Complementary Software: pandoc, git Long Course

There are two pieces of fine software we are going to employ to make full use of R's potential. One, pandoc, is a document converter and the other one, git, helps you to keep your research organized and shareable.


John MacFarlane's pandoc is a real jack of all trades. It converts markdown (a very easy, R-integrated markup language that we are going to use) into almost anything: LaTeX, PDF, Word, ... This versatility makes it the core of our reproducible research efforts. By using markdown to write reports with embedded calculations we keep the numbers and the stories in one place. Later on, pandoc allows us to convert these pandoc things into text processing files you can style as you wish.


Did you ever try out shortcuts in your work, that then did not function?
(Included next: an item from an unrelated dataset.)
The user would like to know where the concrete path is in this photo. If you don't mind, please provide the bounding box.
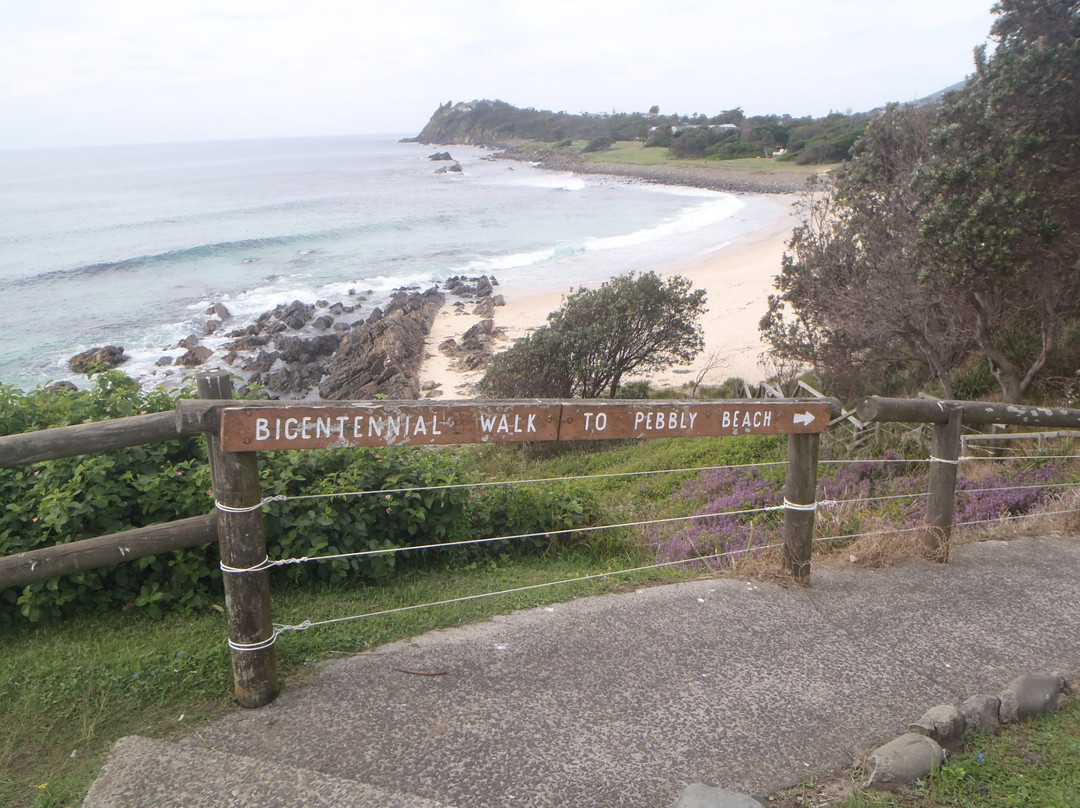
[82,535,1080,807]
Like, I just change this formatting, real quick and then nothing works anymore? Well, git helps you with that. By providing a framework for storing (and distributing) the code (remember stories and numbers are together from now on) you write. Every version. Always. This allows you to go back to a previous state, if something did not work out. So, never stop exploring.


Installation Instructions Short Course Long Course

These instructions cover the installation of R and RStudio on a Computer with MS Windows XP. Other Versions of Windows and Mac OS X should be similar. We will first install the R core, then install R Studio and finally download and install all the packages we are going to need.

Installing R

  1. Download the R installer from the CRAN server.
  2. Execute the downloaded file to install R. The default choices in the installer should make sense for most people.
  3. Launch Rgui.exe, that should have been installed in the step above, to make sure everything worked out fine.

Installing RStudio

  1. Download the RStudio installer from the RStudio server.
  2. Execute the downloaded file to install RStudio. The default choices in the installer should make sense for most people.
  3. Launch the RStudio interface.
  4. From the Tools menu, select Check for Package Updates.... In the window that just appeared, select all packages that are upgradeable and upgrade them. Should Windows ask you if you want to permit R, RTerm or RStudio to access the internet, kindly grant that permission. In the bottom left pane of the main window, you will then see how R is first downloading and then installing new package versions. It is done, once the little STOP icon there disappears.
  5. This concludes the installation of RStudio

Installing R Packages

We are going to use quite a few additional packages. These need to be installed, so that their functionality is available when we need it. The packages we will need are survey, table1xls, xlsx, sjPlot.
  1. From the Tools menu, select Install Packages.... In the Packages field, enter: survey,table1xls,xlsx,sjPlot. Make sure that the checkbox labeled Install dependencies is actually checked.
  2. Watch again as R installs the packages (and their dependencies, which can take quite some time).
  3. When R is done, type this code into the Console pane: source('', echo=FALSE) and hit enter. If this returns [1] TRUE package installation worked fine. If not, cry for help. :-/
  4. Once installation worked out fine, quit R Studio. You are now good to go for the short course.


Additional Installation Instructions Long Course

The long course requires quite a lot of additional software. On top of the things we installed before, we are going to need pandoc and git. However, pandoc can make use LaTeX if it is installed. I know that installing pandoc, LaTeX and git under Windows can be quite a challenge. So installing this additional software is optional. But I encourage you to try, especially pandoc, as the results can be very rewarding. We will also use many more packages than in the short course, but we can install them once we get to the respective chapters.

Installing pandoc

  1. Head over to John MacFarlane's Installing pandoc, download the appropriate installer and execute it.

Installing LaTeX

  1. Try installing MiKTeX for Windows or BasicTeX for Mac OS X.

Installing git

  1. Check out this handy git install guide. It has sections on Linux, Mac OS X and Windows: Installing Git.